To answer the question, we’ll merge by word and find the most frequent common occurrences.

compiled<-merge(wordcountsdata,catalogdata,by="word")
compiled100<-compiled[which(compiled$frequency.x>=50&compiled$frequency.y>=50),]
ggplot(compiled100, aes(x=word, y=frequency.x)) +
  geom_bar(stat='identity', position='dodge')+
theme(legend.position="none",panel.background = element_blank())+
   labs(y = "frequency", x = NULL)+
  ggtitle("Frequency of Common Words, Job Listings")

ggplot(compiled100, aes(x=word, y=frequency.y)) +
  geom_bar(stat='identity', position='dodge')+
theme(legend.position="none",panel.background = element_blank())+
   labs(y = "frequency", x = NULL)+
  ggtitle("Frequency of Common Words, Course Catalogs")

According to our results, analytical and/or mathematic ability, technical fluency, creativity, and experience seem to be qualities and skills prized in data scientists. “Analysis”, “applied”, “calculus”, and “count”, common to job sites and course catalogs, imply an emphasis on math and logic. “Building”, “computer”, and “engineering” indicate the importance of being fluent in the creation and application of data analysis tools. “Design” and “experience” indicate the need for creativity and persistence, respectively.
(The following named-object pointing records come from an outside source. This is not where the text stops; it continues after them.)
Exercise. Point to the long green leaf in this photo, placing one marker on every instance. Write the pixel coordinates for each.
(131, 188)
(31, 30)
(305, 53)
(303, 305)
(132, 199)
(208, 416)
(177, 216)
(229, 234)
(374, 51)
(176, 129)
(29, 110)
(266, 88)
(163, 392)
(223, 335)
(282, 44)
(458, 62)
“Engineering” dominates the course catalog word list, while “experience” dominates job listings, which indicates that a necessary quality–and possible barrier–for data scientists is experience. Job listings we scanned mentioned “analysis” and “computer” most frequently after “experience”, followed by “engineering”, while course catalogs mentioned “analysis” and “computer” nearly equally and slightly less frequently than “applied”. This supports recent trends in job growth; jobs requiring data analysis skills are abundant. The prevalence of the term “engineering” in course catalogs suggests a possible emphasis on data systems design rather than data analysis or data science.

Ultimately, the skills of a data scientist will vary depending on the specific companies/academic paths/subfields that the data scientist chooses to pursue. Perhaps, there is no “perfect” data scientist. Though, across all of the sources that we scraped, there are a few general qualities that all data scientists must have in order to be successful. Data scientists should have a fundamental understanding of the technical and theoretical aspects of gathering, manipulating, and analyzing data. This encompasses things like understanding database infrastructure, being well-versed in statistical analysis, and employing the most appropriate machine learning methods to turn data into tangible outcomes. Data scientists should also have a student’s mindset. This includes skills like adapting to new technologies and methods, predicting future outcomes and trends, and using scientific methods to discover new insights.

At the most basic level, the most important skill any data scientist can possess is to the ability to communicate and facilitate the public’s understanding in the interests of knowledge and growth.